И его самого и всех. Их отделял от ответа только узкий промежуток времени, несколько часов, ночь и утро, только эти часы еще были у него, только эти часы еще могли что-то изменить, и он не имел никакого права расслабляться и плыть по течению судьбы. И хотя в камере никто не мог, не имел права нарушить распорядок, одно он мог себе позволить: не спать, собрать всю свою волю и думать, думать, думать, чтобы назавтра быть собранным и готовым к борьбе.
Но тут-то он и почувствовал это — завораживающее, ласковое бессилие, расслабленность и растворяющую волю покорность. Да, покорность, расслабленность и бессилие. Паралич воли. Как сладко было думать, что сто́ит только опустить руки — и ничего уже будет не нужно, и — будь, что будет, ведь так уже повелось от века, что есть преступление и наказание, есть жертва и искупление, а ведь вина их велика, ведь погибли какие-то люди, которые тоже были ни в чем не виноваты, он не знал их, никогда о них не думал, но теперь, когда их не стало и из зала на него смотрели десятки и сотни негодующих глаз, он должен был думать и о них — о тех, кто неведомо для него жил, работал, учился, любил, собирался прочесть книгу, но не прочитал, собирался купить шкаф, но не купил и уже не купит, собирался поступать в институт, но уже не поступит никогда.

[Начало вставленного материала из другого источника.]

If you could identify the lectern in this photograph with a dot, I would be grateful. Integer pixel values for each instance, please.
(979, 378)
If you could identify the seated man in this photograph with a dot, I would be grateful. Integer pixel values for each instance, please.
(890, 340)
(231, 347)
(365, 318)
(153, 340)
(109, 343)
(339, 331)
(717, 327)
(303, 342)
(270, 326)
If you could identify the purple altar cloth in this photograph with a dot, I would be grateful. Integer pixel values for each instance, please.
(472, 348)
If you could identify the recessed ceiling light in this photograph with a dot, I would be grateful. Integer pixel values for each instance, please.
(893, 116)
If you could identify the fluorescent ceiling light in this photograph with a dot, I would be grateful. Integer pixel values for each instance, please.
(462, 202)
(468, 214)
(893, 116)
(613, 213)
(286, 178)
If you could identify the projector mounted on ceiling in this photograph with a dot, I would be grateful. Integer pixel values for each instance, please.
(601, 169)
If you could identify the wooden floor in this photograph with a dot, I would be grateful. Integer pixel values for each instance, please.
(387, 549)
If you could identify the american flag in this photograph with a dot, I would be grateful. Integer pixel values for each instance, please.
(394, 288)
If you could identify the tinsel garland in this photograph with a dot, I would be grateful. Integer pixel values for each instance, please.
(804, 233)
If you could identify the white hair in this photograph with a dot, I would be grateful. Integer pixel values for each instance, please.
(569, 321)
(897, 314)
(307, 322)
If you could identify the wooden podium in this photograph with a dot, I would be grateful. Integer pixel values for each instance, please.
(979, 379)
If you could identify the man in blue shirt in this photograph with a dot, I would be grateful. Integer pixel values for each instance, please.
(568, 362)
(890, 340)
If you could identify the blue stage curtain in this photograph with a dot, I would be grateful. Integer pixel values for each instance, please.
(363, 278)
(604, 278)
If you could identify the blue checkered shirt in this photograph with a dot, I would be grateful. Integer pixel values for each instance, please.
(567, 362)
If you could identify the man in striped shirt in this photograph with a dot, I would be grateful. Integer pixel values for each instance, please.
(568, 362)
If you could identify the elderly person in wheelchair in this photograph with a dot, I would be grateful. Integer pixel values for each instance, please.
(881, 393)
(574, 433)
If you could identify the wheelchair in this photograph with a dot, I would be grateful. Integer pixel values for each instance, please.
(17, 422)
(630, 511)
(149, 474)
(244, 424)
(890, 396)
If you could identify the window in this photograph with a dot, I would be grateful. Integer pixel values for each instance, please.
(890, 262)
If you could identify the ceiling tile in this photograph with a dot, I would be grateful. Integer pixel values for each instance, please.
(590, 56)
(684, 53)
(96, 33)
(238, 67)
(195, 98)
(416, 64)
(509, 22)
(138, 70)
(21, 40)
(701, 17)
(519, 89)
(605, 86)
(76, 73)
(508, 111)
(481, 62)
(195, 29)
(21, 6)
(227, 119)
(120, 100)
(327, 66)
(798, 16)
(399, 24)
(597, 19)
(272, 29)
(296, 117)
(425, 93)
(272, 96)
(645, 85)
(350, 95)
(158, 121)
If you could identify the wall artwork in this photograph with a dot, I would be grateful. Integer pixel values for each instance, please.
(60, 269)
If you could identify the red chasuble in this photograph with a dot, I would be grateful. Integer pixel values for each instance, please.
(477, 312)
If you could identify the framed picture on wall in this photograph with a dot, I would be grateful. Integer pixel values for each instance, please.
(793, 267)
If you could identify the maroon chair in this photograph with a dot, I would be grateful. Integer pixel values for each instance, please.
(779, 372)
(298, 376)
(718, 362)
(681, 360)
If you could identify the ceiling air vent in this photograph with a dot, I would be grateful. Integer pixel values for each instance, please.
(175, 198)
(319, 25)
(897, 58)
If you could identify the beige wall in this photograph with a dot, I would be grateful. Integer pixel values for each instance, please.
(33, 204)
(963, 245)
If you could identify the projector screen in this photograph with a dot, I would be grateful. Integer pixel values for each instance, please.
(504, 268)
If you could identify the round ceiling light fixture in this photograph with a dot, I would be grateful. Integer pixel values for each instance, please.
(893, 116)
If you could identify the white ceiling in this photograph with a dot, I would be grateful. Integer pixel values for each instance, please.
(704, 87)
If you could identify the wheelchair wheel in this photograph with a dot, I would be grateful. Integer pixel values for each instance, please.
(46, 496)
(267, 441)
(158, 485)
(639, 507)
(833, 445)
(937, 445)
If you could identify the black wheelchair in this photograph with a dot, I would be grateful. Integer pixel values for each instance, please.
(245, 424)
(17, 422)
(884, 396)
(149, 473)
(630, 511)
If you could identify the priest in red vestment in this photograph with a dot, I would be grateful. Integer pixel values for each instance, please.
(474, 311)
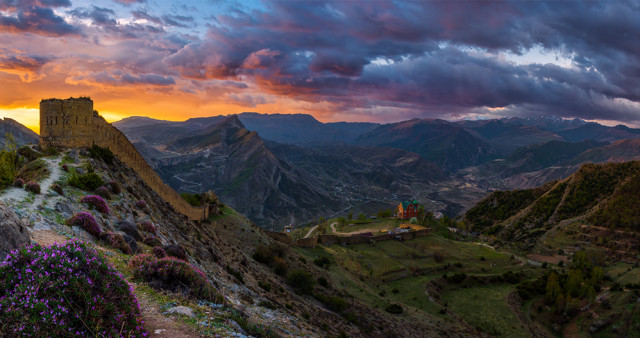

Вместо этого, вместо жизни и надежд, связанных с ней, скромный памятник, бетонное надгробие за счет завкома, воспомоществование семье, потерявшей кормильца, и слезы матерей, слезы до скончания века — и все потому, что где-то на свете, независимо ни от кого и ни от чего, в какой-то день и какой-то час собрались однажды, задолго до этого, совсем другие люди и в рабочем порядке, опираясь на техническое задание и строительные нормы и правила (СНиП), а также опираясь на заключения экспертов, приняли такое, а не иное решение, в результате которого через шесть лет, 10 марта такого-то года во столько-то часов и минут, в корпусе № 2 такого-то завода «произошла авария, причиной которой явился взрыв мелкодисперсной пыли полиэфирного лака, образовавшейся при шлифовании и полировании деревянных футляров».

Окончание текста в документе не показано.